In the absence of any further guidance from the TFA, the existing IRS procedures governing ex parte communications are still applicable, contained in Revenue Procedure 2012-18. It defines ex parte communication as “a communication that takes place between any Appeals employee…and employees of other IRS functions, without the taxpayer/representative being given an opportunity to participate in the communication.” In other words, the prohibition does not apply if the taxpayer or her representative is part of the communication, or she had an opportunity to participate in the communication.

Generally, the ex parte communication rules do not apply to the transmittal of the taxpayer’s administrative file to Appeals; however, some information contained in the file may trigger the ex parte communication concerns. A post-TFA Tax Court decision recently addressed this issue. In Stewart v. Commissioner, the Tax Court had to decide whether a revenue officer’s notes in the administrative file— expressing how the taxpayer’s counsel was “uncooperative” and “unwilling to provide financial information on the petitioner’s behalf”—constituted an impermissible ex parte communication.

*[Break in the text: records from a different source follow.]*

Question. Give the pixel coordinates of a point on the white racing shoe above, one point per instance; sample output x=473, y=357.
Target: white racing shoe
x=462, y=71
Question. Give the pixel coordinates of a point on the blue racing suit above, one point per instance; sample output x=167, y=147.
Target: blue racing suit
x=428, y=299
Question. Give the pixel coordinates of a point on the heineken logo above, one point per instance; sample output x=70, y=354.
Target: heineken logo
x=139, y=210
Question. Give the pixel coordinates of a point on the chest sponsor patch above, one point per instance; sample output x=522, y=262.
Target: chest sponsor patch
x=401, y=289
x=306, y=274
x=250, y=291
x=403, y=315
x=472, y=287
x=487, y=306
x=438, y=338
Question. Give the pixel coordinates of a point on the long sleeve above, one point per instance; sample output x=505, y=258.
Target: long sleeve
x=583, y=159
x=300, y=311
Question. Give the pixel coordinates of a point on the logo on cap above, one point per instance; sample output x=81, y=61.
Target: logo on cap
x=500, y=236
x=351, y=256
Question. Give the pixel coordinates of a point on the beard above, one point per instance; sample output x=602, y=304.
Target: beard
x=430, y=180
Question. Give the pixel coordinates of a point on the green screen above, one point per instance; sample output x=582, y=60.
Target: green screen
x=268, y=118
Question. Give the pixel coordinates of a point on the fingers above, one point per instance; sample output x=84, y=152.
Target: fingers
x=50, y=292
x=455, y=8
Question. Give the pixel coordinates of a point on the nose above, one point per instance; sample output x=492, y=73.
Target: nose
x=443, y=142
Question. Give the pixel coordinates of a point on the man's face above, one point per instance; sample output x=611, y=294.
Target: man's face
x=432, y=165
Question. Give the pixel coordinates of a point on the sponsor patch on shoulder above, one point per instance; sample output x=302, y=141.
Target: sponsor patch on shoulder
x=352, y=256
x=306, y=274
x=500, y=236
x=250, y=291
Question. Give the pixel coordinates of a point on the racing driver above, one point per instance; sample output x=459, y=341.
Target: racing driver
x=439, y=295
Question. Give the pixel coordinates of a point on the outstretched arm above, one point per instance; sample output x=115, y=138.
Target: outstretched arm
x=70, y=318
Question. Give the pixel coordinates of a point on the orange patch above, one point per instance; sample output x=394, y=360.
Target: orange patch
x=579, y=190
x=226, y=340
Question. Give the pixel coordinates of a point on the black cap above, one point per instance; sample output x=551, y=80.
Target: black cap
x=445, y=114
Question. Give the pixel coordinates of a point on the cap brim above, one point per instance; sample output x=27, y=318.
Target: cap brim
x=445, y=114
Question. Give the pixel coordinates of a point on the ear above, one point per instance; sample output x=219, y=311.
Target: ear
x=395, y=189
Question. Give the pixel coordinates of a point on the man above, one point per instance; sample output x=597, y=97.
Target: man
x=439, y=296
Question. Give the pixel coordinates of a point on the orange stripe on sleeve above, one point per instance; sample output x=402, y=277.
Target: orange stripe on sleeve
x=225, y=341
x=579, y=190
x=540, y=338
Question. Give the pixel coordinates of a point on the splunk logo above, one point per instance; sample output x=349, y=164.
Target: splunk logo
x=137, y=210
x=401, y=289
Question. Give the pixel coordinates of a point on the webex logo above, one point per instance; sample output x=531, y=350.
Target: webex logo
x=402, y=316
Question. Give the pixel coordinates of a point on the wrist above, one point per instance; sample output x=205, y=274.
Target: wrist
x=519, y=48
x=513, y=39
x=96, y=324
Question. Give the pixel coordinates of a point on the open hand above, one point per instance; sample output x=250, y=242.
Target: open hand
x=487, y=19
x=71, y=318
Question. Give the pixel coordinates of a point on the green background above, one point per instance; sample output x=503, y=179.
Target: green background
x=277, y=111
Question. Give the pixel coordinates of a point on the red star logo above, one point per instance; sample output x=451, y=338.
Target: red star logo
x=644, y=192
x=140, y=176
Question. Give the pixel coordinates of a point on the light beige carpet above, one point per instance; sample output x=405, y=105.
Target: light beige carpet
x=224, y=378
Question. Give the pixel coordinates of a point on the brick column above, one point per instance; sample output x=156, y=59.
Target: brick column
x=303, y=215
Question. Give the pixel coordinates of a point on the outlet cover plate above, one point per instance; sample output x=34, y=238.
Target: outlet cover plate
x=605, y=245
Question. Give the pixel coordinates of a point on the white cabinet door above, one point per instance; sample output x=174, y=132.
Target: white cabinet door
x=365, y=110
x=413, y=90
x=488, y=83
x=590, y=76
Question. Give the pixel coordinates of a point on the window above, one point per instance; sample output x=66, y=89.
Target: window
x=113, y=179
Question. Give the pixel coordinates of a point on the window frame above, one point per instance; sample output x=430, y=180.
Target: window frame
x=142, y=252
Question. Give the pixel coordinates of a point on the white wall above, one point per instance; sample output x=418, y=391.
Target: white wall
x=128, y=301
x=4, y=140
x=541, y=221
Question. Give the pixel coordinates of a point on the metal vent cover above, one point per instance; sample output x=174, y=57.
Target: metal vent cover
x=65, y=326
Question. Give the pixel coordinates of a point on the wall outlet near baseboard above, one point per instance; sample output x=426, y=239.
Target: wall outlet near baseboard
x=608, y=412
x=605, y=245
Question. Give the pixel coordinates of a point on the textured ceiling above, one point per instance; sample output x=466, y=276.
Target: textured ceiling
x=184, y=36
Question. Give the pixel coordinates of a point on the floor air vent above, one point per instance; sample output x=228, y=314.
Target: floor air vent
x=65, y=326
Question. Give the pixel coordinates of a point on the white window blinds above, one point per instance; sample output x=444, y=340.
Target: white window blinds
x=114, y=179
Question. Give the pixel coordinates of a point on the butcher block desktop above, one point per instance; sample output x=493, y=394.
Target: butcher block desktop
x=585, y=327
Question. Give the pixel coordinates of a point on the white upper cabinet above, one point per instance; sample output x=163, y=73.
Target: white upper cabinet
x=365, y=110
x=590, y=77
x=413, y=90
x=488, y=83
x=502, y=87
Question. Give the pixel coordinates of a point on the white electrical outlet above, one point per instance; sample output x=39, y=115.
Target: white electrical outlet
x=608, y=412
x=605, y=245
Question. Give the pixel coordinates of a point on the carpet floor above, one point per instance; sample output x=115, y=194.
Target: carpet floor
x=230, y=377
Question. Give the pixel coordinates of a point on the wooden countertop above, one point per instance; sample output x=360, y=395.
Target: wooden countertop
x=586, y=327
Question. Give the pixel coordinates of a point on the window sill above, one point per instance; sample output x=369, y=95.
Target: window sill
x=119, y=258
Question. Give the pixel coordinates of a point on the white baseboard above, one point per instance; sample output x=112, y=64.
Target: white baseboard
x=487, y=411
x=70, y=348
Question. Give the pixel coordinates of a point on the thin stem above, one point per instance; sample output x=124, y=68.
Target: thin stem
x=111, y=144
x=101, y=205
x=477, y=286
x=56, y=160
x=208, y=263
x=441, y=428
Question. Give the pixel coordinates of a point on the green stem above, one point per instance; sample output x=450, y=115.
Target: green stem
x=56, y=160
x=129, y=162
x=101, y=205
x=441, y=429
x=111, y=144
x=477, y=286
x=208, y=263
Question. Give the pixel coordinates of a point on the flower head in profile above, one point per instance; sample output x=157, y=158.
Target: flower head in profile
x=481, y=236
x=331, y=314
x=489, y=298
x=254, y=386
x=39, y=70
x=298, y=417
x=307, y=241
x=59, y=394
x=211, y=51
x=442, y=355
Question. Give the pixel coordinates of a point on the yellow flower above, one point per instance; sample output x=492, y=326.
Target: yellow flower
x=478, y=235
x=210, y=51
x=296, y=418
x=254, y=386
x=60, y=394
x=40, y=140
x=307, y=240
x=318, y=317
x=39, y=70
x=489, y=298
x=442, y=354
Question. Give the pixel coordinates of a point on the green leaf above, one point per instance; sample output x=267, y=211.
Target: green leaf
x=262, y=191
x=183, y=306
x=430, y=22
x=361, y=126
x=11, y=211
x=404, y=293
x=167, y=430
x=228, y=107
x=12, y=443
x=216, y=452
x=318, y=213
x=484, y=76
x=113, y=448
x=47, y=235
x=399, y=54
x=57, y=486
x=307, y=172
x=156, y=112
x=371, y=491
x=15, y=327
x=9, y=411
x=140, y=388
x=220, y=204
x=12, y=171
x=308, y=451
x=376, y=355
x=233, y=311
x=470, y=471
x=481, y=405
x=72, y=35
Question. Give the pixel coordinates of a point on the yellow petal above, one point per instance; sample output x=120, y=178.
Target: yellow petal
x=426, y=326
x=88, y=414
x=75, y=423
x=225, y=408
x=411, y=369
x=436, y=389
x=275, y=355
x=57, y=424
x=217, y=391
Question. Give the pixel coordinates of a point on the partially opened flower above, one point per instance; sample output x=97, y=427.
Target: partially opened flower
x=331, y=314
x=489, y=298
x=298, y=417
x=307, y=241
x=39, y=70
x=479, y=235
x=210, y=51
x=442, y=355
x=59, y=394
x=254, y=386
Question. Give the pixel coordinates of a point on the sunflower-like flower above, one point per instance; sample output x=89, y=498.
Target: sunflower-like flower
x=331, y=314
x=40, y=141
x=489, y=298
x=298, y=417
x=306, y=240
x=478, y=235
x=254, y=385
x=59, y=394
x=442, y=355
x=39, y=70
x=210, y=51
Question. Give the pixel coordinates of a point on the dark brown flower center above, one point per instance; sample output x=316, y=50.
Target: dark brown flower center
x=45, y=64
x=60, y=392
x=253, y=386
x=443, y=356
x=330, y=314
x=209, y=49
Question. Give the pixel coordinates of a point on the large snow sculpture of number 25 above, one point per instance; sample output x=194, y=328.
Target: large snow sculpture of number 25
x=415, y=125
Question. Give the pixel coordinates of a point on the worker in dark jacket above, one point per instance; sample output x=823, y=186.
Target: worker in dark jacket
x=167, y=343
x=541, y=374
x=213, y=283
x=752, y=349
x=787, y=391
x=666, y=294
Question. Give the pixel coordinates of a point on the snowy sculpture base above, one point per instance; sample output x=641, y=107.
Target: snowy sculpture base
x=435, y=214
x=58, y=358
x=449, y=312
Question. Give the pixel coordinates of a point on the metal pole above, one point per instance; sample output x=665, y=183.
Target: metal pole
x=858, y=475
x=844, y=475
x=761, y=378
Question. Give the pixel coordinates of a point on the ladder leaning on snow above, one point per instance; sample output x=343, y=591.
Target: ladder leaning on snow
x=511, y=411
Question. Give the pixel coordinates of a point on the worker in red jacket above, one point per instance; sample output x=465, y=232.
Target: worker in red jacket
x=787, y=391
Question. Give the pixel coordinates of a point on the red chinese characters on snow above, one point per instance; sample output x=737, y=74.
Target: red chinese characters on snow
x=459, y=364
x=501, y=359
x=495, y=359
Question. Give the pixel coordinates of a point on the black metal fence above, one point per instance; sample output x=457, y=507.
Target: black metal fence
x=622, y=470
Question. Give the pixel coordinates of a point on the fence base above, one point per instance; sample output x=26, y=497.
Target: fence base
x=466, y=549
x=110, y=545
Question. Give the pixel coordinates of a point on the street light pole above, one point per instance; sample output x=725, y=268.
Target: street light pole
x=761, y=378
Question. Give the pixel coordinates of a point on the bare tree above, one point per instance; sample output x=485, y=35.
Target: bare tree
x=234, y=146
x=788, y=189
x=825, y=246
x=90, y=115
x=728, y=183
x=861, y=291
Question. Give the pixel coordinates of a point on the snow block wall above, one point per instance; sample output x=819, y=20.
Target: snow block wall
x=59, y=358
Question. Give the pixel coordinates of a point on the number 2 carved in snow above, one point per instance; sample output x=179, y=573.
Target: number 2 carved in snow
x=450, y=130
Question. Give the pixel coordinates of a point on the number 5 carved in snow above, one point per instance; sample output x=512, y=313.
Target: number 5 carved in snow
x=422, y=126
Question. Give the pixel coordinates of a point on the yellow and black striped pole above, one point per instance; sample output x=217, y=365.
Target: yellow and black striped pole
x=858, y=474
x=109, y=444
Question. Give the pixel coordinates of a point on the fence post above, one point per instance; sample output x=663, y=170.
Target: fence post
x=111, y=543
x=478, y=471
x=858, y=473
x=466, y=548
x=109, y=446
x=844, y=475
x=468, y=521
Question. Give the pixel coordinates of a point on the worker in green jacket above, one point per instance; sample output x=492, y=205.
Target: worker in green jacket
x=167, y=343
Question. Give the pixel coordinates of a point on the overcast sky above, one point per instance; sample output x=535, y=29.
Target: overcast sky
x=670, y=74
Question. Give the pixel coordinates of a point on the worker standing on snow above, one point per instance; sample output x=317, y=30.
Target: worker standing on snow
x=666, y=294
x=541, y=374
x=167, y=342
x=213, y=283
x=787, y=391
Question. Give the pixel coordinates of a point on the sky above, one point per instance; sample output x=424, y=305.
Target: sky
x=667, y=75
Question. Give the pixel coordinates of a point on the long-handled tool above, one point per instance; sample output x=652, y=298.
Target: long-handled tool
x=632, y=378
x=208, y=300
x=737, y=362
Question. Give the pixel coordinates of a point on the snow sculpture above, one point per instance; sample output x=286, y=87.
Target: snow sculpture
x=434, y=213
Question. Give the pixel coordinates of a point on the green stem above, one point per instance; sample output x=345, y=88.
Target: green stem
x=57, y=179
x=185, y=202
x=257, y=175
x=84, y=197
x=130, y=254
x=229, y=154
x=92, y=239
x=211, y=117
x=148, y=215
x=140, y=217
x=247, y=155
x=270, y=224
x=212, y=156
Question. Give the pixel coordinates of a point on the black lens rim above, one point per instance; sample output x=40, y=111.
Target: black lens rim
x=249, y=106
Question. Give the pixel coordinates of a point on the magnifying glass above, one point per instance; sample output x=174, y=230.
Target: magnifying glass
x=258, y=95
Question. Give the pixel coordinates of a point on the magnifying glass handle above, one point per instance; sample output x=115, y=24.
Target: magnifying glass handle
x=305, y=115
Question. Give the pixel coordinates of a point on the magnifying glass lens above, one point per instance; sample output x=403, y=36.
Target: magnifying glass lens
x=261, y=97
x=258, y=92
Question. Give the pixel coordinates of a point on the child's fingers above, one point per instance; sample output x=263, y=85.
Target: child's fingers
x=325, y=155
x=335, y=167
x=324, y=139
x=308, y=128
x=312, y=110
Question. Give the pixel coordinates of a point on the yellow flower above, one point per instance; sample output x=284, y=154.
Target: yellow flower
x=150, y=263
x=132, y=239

The taxpayer argued that the “gratuitous” inclusion of the information about his attorney was an impermissible ex parte communication and required his case be remanded to Appeals for consideration before an Appeals officer who had not “been exposed to the alleged ex parte communication.” The IRS contended that it has been a permissible transmittal of the administrative file. In holding for the IRS, the Tax Court observed that the revenue officer’s notes were made as part of his duties and were recorded on the same day that he met with the taxpayer’s counsel. Accordingly, the Tax Court held the notes were not a prohibited ex parte communication and sustained the Appeals determination.

Looking Ahead

In October, the IRS released its 2019–2020 Priority Guidance Plans, which specifically referred to regulations on implementing the TFA’s Independent Office of Appeals provision. In addition, the IRS has announced that it’s currently examining what constitutes “non-privileged” information and, more broadly, what constitutes “access to the administrative” as part of the expected guidance to be released. The forthcoming definitional guidance on access to administrative files aside, hopefully the proposed regulations will also detail the process whereby taxpayers can formally protest the denial of an appeal request. It is encouraging that the IRS has approached the Appeals guidance project proactively, because the effective date of the transparency provisions is July 1, 2020.


Frank G. Colella, Esq., LLM, CPA, is a clinical professor in legal studies & taxation at Pace University’s Lubin School of Business and a practicing attorney.  His law practice is focused primarily on federal taxation, estate planning and administration, and corporate transactions.  He teaches courses in tax practice & procedure, business law, and constitutional law.  Mr. Colella has published and lectured extensively on tax-related matters, including testimony before the Internal Revenue Service.